We’ll do it again, CJ Maraga warns IEBC, politicians
Chief Justice David Maraga remains defiant in the face of sustained criticism the Supreme Court has received since it annulled the outcome of the August 8 presidential election.
Justice Maraga said the court’s consistency and fidelity to the Constitution is a non-wavering commitment and that it will not hesitate to annul another presidential election result in future, if the anomalies remain the same, irrespective of who the aspirants are.
“For as long as the constitution has the provisions granting this Court the mandate to overturn a presidential election in appropriate circumstances, it will do so because the people of Kenya in the preamble to the Constitution adopted, enacted and gave unto themselves the Constitution for themselves and future generations,” he said.
ANNULLING PRESIDENT’S WIN
In its 4-2 majority judgment, the Supreme Court overturned the outcome of the presidential election results, effectively annulling President Kenyatta’s win and ordered for a fresh poll within 60 days.
However, the decision was not taken lightly by President Kenyatta and members of his Jubilee party who have questioned the legality of the four judges overturning the will of 45 million Kenyans.
President Kenyatta dismissed the judges as crooks and promised to review the ruling if he reelected.

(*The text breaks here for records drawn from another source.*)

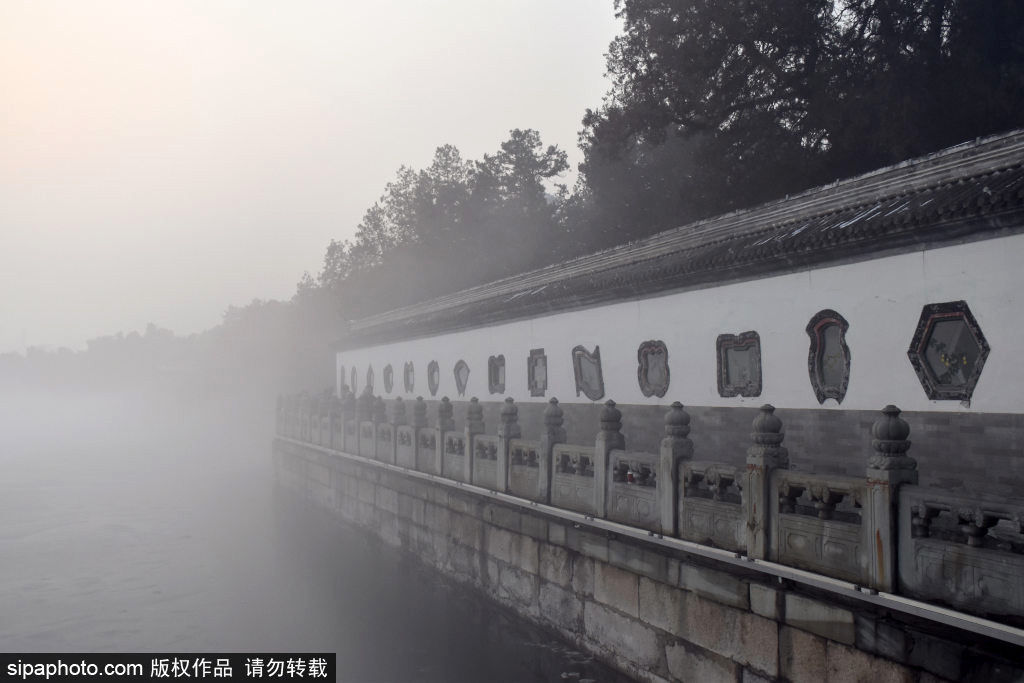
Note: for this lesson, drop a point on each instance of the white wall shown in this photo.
(881, 299)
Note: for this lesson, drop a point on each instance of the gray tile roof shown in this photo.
(971, 191)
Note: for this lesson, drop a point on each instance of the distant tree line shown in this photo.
(714, 105)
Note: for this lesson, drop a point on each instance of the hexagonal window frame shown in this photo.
(941, 312)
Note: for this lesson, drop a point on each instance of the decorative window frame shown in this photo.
(460, 381)
(581, 354)
(815, 330)
(496, 369)
(409, 377)
(724, 344)
(538, 386)
(433, 377)
(652, 347)
(938, 312)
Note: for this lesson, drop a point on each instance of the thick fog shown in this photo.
(161, 161)
(145, 519)
(162, 164)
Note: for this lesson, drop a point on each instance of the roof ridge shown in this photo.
(970, 160)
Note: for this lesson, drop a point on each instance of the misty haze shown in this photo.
(449, 337)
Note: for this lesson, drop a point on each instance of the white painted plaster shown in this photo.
(882, 300)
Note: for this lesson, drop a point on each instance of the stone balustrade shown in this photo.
(881, 530)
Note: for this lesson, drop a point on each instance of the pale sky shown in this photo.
(161, 160)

“I think those robes they wear make them think that they are cleverer than the rest of us,” President Kenyatta said, taking specific aim at CJ Maraga.
“Maraga thinks he can overturn the will of the people. We shall show you … that the will of the people cannot be overturned by a few people.”
But reading the majority judgement, Justice Maraga said the under Article 1 (3) (c) of the constitution Supreme Court is one of those to whom sovereign power has been delegated.
“All of this court’s powers, including that of invalidating a presidential election is not selfgiven nor forcefully taken, but is donated by the people of Kenya,” he said.
He noted that it would be a violation of constitutional principles if the court dishonestly exercised that delegated power, noting that it would be a dereliction of duty if the court refused to accept the invitation to do so however popular the invitation may seem.